– Как вы думаете, Виктор Александрович, – меня вместе с Даниэлем отправят? В одном вагоне, в один лагерь?

– Повторяю, я не в курсе. Но скорее всего – вместе. Надеюсь… И сбрейте бороду, мой совет. Сегодня же вечером. Попросите надзорсостав – они сделают. Будете как новенький…

– А куда?

– Тоже не знаю.

– На север? На восток?

– Скорее всего – не на север: по секрету, так уж и быть… Может, даже – на юг. Южнее – Москвы…

Он улыбнулся. И следователю кстати бывает сказать вам приятное.

– В Казахстан?

– Вот видите – вы какой! Все хотите допытаться… Нет-нет, больше я ничего не скажу! Но бороду – снимите. И вам не к лицу… И, потом, знаете, привяжутся… Воры, уголовники. Могут и поджечь. Поднесут, знаете, спичку – и вспыхнет. Как стог сена…

– Ну когда сожгут – тогда и сбрею. Успеется.

Следователь поскучнел. Заботился он обо мне или запугивал, чтобы сбить спесь? Сокамерника вот тоже тревожила моя борода. К чему лишний раз обращать на себя внимание?.. Могут изуродовать… Но как это ни смешно, снять бороду в тот момент казалось мне спуском флага.

Внешности своей, портрету, я значения не придавал. Плевать мне на какую-то бороду! Но уж очень они что-то старались, настаивали… Раскаяние? Измена себе? Потеря лица? Чего этот Пахомов, по важным делам, крутится вокруг бороды?.. Нет, сволочи! Не дамся. Короче, мало-помалу я становился уголовником, как сами они называли, злым и недоверчивым зэком, высчитывающим каждый шаг от обратного. Только от обратного!..

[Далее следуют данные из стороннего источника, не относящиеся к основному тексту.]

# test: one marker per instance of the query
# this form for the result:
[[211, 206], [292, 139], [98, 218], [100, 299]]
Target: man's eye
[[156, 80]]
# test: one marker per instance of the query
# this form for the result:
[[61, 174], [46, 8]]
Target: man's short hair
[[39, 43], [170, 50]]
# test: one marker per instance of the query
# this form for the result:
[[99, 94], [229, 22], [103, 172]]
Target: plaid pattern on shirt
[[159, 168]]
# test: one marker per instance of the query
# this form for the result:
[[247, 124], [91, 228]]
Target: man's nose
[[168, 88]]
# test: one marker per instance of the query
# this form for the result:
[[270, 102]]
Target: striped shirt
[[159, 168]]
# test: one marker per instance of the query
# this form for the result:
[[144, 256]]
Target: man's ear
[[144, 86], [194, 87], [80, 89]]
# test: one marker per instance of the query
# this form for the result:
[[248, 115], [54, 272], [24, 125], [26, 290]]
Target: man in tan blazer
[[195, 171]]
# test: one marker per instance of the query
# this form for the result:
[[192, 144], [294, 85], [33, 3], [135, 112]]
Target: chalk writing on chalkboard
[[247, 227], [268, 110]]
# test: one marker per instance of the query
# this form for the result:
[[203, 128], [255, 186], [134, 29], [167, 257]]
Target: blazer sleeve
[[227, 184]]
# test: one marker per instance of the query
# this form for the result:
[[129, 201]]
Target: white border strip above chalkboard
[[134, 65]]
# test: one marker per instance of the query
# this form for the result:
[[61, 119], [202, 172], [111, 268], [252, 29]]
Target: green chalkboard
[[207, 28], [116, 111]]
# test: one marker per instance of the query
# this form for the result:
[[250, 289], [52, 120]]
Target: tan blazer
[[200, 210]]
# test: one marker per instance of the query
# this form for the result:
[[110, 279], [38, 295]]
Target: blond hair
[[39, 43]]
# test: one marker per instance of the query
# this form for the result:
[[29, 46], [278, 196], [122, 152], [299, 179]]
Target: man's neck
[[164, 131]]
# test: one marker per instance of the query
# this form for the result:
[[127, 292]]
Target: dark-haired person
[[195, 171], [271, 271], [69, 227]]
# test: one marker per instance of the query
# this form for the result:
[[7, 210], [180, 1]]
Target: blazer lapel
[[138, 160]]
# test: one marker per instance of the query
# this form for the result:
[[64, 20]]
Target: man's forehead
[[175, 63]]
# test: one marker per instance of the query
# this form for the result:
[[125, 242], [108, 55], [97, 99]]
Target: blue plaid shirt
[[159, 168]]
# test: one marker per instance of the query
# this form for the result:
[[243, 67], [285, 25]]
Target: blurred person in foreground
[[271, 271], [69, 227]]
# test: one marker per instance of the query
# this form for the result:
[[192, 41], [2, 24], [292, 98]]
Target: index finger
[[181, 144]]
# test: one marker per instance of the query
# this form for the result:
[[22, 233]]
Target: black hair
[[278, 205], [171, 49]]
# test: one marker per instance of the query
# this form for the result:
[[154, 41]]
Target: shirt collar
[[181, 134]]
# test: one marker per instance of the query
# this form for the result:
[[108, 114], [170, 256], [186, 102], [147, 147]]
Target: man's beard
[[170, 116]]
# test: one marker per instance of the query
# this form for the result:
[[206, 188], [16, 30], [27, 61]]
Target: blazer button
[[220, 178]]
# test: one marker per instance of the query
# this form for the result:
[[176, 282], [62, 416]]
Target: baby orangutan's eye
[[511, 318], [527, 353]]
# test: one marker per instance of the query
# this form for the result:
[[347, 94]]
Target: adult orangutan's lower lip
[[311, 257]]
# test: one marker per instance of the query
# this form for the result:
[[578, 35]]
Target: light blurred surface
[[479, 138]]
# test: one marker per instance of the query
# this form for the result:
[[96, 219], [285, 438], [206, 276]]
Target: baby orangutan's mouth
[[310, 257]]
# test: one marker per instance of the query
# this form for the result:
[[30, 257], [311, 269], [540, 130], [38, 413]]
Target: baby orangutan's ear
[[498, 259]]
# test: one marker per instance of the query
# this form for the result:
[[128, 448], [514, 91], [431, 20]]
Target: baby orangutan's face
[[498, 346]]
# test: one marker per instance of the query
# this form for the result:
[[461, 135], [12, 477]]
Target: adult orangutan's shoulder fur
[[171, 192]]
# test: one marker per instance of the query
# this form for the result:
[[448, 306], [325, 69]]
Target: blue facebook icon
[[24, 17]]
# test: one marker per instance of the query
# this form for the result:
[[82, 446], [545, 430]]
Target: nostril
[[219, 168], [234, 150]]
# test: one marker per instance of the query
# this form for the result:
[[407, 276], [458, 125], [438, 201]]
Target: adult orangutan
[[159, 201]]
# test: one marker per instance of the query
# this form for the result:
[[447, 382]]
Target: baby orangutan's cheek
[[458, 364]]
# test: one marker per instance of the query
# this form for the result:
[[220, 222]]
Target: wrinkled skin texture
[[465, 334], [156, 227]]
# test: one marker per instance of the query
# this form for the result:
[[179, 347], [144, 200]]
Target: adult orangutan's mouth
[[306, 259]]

Да и то, пораскинуть мозгами, пройдет год, большой лагерный год, и к Даниэлю, на 11-м, подвалится заезжий чекист, к станку, в производственной зоне.

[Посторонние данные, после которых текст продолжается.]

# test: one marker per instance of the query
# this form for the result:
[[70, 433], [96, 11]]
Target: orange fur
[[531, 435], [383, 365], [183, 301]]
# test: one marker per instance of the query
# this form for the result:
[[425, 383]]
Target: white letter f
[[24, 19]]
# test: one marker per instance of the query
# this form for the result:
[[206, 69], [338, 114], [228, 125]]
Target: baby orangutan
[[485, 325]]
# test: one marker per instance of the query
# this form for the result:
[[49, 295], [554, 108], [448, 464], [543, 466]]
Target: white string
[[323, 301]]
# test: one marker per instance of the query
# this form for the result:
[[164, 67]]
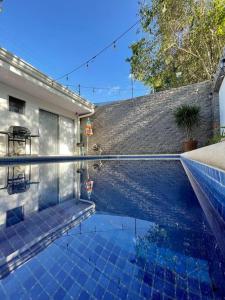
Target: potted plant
[[187, 117]]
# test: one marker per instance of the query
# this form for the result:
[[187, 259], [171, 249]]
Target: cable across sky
[[87, 62]]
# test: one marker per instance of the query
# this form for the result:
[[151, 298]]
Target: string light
[[86, 63]]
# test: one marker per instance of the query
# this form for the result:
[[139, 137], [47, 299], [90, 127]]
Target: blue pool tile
[[74, 291], [84, 296], [67, 283], [59, 294], [108, 296], [99, 292], [146, 291]]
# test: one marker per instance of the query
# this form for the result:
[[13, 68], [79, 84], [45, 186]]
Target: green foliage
[[215, 139], [187, 116], [182, 42]]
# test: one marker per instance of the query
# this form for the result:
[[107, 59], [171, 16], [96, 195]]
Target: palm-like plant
[[187, 117]]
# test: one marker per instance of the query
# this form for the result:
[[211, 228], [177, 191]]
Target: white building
[[31, 99]]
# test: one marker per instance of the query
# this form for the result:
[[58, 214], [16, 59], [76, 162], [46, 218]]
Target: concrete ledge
[[213, 155], [49, 159]]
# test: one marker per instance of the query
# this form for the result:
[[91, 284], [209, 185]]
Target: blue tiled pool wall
[[159, 248], [212, 181], [140, 188], [163, 196], [88, 263]]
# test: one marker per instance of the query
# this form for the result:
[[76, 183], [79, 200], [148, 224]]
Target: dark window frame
[[20, 109]]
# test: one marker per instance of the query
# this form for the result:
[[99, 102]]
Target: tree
[[187, 117], [182, 42]]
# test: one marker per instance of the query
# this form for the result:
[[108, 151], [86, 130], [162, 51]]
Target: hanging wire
[[86, 63], [94, 88]]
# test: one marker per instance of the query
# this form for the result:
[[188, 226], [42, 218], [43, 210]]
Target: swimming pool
[[145, 237]]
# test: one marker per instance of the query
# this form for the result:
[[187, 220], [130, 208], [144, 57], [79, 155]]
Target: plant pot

– Привет вам от Синявского! – скажет, внимательно поглядев, как Даниэль вытачивает какое-то, по норме, дерьмо. – Я только что из Сосновки, с первого лагпункта. Синявский просил кланяться…

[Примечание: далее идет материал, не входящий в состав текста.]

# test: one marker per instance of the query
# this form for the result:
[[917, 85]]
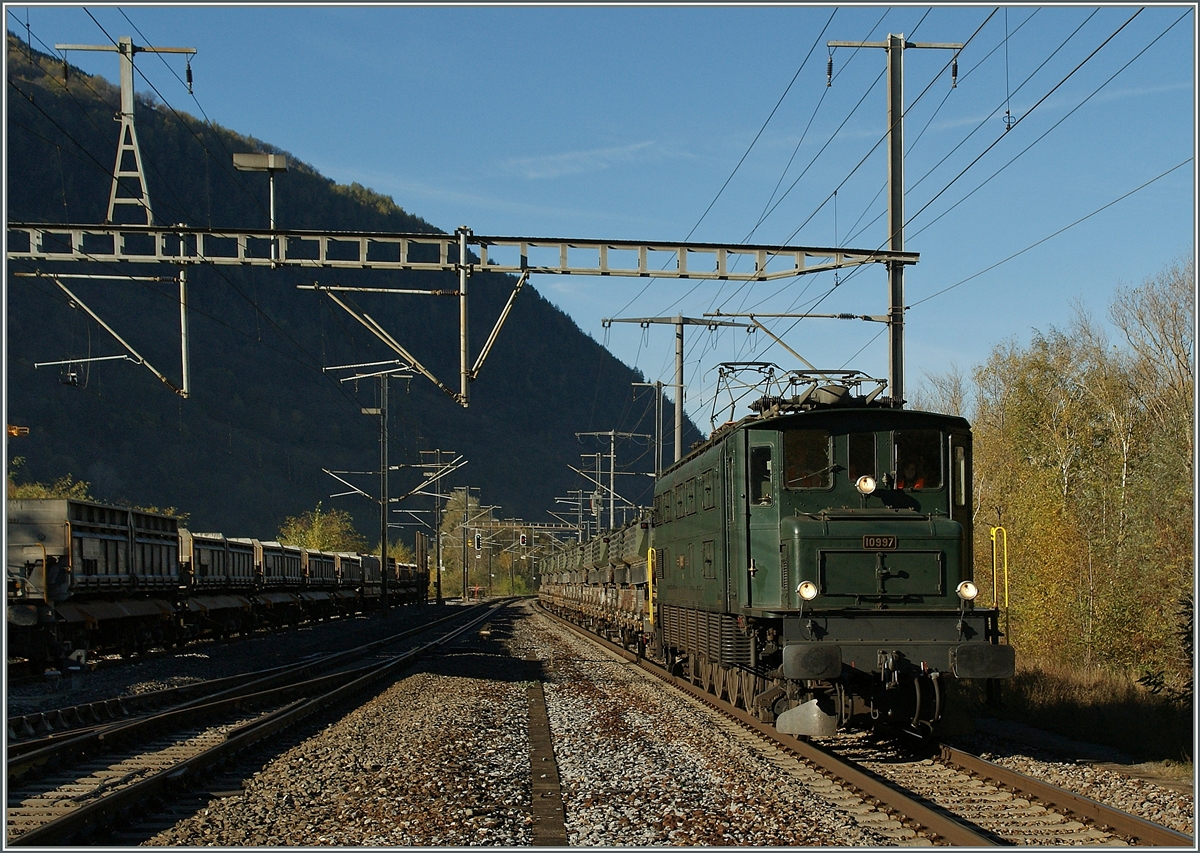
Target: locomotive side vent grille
[[714, 636]]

– Спасибо, – ответит, не поворачивая головы, Даниэль. – Что Синявский?

– Нормально. Ничего. Здоров. Недавно побрился…

– Как – побрился?! – не поворачивая головы, Даниэль.

– Да вот так. Он теперь без бороды. Я сам его видел. Разговаривал. Вот привет вам привез…

Стоит ли пояснять, что я и в глаза не видал этого хмыря? И бороды не брил. Далась им моя борода! И никакого привета, с чекистом, не посылал…

Расставаясь со мной, Пахомов, в последний раз, посоветовал:

– Ох, подожгут вам урки вашу лопату! И не идет вам совсем. Помяните мое слово!..

И взаправду, утром – этап. Все как полагается, как читали: овчарка, автоматчик. «Шаг вправо, шаг влево…» Ноги разъезжаются. Март. Со свежего воздуха я шатаюсь. Неужели действительно выстрелит, если, допустим, поскользнусь? Дальняя, тыльная сторона вокзала. Кажется, Казанский? Не разобрать. Черные человечки копошатся на шпалах. Светает. Скользко. Всаживают в поезд на каких-то интимных путях. Безлюдно. Пустой вагон. Голое железо. Через весь зарешеченный коридор, дальше, дальше, в передний отсек. Стоп. Тройник. Один. Столыпин. Полчаса не прошло, слышу топот, ругань, лязг, толпа, забивают арестантов, в клети, по отсекам, не докатываясь до меня. Ах да – я же политический, опасный! А за мной, за перегородкой, по клеткам, вперемешку – блатные, урки, бытовики – навалом! Бедняги! Я, как барин, сижу один, в отдельном тройнике, чтобы не было эксцессов, наверное. Ловлю имена, голоса. По вагону – гогот, брань, перепалка.

– Люба, Вера! Хочешь – пососать?

Уж на что я привычный…

– Иди на хуй! – огрызается Люба или Вера. Кокетничает. Бодрится, чтобы не заплакать. Весело кричит «на хуй», а в голосе злые слезы. Сколько ей дали – восемь или десять? Мне как-то совестно в одном купе на троих… Трогаемся, вроде. Куда? Я не верю Пахомову. На юг или на север? Не все ли одно? Едем. Кажется, едем. Не доводилось еще в вагоне без окон, где только по стуку колес успокаиваешься: едем!